One of the key selling points, however, is that natural gas will help America meet its climate commitments by dramatically reducing greenhouse gases. Natural gas emits about half of the greenhouse gas emissions as coal, so a shift from coal-fired power plants to natural gas, the thinking goes, would make significant progress toward meeting our climate challenges.
This argument was politically potent because it disarmed and divided climate hawks and provided political cover for inaction. After all, if the market was solving our climate problem, and the natural gas industry was the hero leading the way, then there was little to do but sit back and wait for cleaner days to arrive.
The Energy Information Administration (EIA) recently released data that puts the lie to that thinking. EIA’s data show that coal is recapturing some of the market share it lost over the last two years. In the spring of 2012, coal and natural gas generated roughly the same proportion of electricity in the United States, both accounting for 32 percent of the total. This was a dramatic shift, as coal historically made up half of the electric power sector, dating back decades. Greenhouse gas emissions dropped as utilities switched to natural gas, and politicians celebrated.
Now, coal has regained some lost ground, surging this year to 40 percent of the total. Why has this happened? The answer is that natural gas prices have rebounded from historic lows. In 2012, natural gas prices dropped under $2 per million Btu (MMBtu), which made it unprofitable for companies to continue to drill. Some drilling rigs shifted to oil, which is more lucrative. The low prices were unsustainable as a result, and this year they have jumped to over $4/MMBtu, double what they were a year ago. With higher natural gas prices, coal has made a comeback.
It is also important to note that the benefit of natural gas over coal may not be as big as is commonly believed. Methane, a greenhouse gas over 20 times as potent as carbon dioxide, can escape during the drilling process. It may be that methane is escaping at such a rate that it outweighs the lower carbon dioxide profile that natural gas has over coal – but the data is yet unclear.

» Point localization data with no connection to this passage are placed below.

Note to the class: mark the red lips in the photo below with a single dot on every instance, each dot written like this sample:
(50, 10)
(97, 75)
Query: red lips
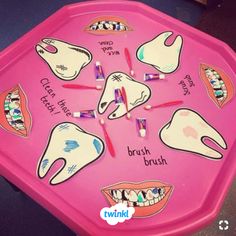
(14, 115)
(218, 84)
(147, 198)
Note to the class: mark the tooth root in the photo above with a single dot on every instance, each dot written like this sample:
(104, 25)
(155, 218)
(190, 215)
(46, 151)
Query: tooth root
(215, 136)
(70, 57)
(177, 43)
(44, 53)
(207, 151)
(186, 131)
(75, 156)
(164, 58)
(163, 37)
(66, 172)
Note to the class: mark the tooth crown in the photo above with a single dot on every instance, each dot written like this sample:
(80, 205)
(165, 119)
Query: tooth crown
(68, 59)
(187, 130)
(158, 54)
(137, 94)
(73, 145)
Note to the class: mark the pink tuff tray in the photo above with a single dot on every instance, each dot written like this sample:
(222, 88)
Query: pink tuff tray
(187, 181)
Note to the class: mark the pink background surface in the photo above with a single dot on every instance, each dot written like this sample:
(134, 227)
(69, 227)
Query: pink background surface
(194, 178)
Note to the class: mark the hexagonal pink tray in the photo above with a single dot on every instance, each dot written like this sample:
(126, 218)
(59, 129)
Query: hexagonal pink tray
(199, 184)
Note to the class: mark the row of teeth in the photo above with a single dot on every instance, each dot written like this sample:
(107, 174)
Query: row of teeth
(108, 25)
(217, 84)
(13, 111)
(138, 197)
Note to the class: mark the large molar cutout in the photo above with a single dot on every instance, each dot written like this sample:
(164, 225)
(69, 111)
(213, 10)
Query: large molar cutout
(77, 148)
(64, 59)
(157, 53)
(187, 131)
(137, 94)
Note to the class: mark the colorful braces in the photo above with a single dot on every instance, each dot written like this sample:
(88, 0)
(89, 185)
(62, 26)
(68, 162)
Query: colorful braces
(148, 198)
(218, 84)
(16, 117)
(107, 25)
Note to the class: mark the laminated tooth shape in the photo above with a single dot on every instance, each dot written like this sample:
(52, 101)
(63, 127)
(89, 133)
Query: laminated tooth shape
(136, 92)
(187, 131)
(15, 116)
(65, 60)
(77, 148)
(157, 53)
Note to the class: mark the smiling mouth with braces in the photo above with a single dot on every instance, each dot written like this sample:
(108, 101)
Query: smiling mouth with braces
(15, 116)
(12, 109)
(218, 84)
(138, 197)
(148, 198)
(106, 25)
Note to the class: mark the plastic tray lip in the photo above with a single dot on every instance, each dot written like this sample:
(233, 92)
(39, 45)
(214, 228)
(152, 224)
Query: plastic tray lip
(67, 213)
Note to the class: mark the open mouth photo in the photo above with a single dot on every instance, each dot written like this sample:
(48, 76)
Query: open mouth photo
(148, 198)
(107, 25)
(218, 84)
(16, 117)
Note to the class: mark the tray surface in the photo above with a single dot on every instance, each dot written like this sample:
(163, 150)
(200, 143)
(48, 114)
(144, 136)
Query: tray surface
(176, 176)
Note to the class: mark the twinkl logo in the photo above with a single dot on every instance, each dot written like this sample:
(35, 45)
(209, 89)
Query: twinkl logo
(117, 213)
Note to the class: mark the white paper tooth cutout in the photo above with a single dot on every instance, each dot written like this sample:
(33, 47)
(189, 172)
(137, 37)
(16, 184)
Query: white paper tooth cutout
(157, 53)
(74, 146)
(187, 131)
(66, 61)
(137, 94)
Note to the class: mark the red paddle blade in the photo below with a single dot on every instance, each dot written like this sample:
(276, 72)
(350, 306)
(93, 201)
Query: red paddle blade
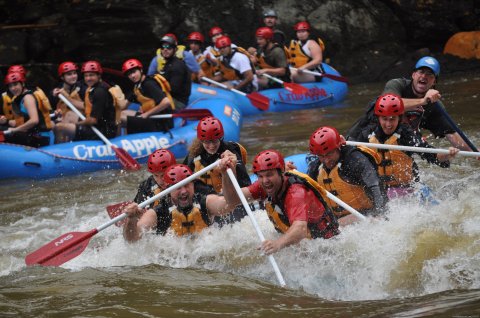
(335, 77)
(295, 88)
(195, 114)
(115, 210)
(126, 160)
(60, 250)
(258, 100)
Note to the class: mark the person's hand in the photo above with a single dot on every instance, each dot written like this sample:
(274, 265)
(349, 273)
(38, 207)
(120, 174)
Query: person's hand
(133, 211)
(432, 96)
(270, 247)
(228, 160)
(289, 165)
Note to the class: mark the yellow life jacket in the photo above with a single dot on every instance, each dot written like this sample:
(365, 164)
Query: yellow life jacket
(214, 176)
(192, 222)
(228, 73)
(396, 167)
(44, 106)
(353, 195)
(295, 54)
(7, 106)
(326, 227)
(161, 60)
(73, 95)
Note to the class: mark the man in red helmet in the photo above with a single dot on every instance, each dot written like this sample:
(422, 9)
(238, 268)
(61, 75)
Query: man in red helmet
(348, 172)
(293, 201)
(236, 70)
(70, 87)
(184, 211)
(397, 169)
(269, 59)
(152, 93)
(99, 109)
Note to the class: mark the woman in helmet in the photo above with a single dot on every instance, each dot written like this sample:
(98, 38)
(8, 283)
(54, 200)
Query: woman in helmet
(348, 172)
(31, 124)
(292, 200)
(99, 109)
(207, 148)
(185, 211)
(72, 89)
(151, 93)
(304, 54)
(397, 169)
(270, 59)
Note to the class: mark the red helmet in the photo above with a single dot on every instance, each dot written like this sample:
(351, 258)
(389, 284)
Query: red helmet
(66, 67)
(209, 128)
(268, 159)
(131, 64)
(173, 36)
(160, 160)
(14, 77)
(196, 36)
(222, 42)
(264, 32)
(17, 69)
(214, 31)
(389, 105)
(302, 26)
(324, 140)
(176, 173)
(92, 66)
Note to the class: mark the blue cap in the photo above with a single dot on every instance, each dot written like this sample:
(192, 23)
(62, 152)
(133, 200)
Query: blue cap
(430, 62)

The lesson from this trend is that the climate gains were never locked in and emissions reductions were temporary. There have been several policy initiatives in recent years that have made tangible progress in reducing greenhouse gas emissions – fuel economy standards for the nation’s auto fleet, and state renewable portfolio standards are two of the most notable examples. Renewable energy has also made significant strides recently in reducing costs (also due to policy), but much more is needed.
Instead, the Obama administration has thus far deferred action. It even decided to indefinitely delay a rule that was scheduled to be finalized this spring that would have placed limits on greenhouse gases from new power plants. Obama’s campaign arm, Organizing for America, has been slow to build support for any environmental issues, even though it has been quite active in pushing the President’s agenda on other policy fronts. OFA has signaled that this will change soon, but environmentalists have expressed anger at what appears to be the President dragging his feet.
What is clear is that significant action is needed to reduce greenhouse gas emissions, and relying on another fossil fuel – natural gas – is not the solution.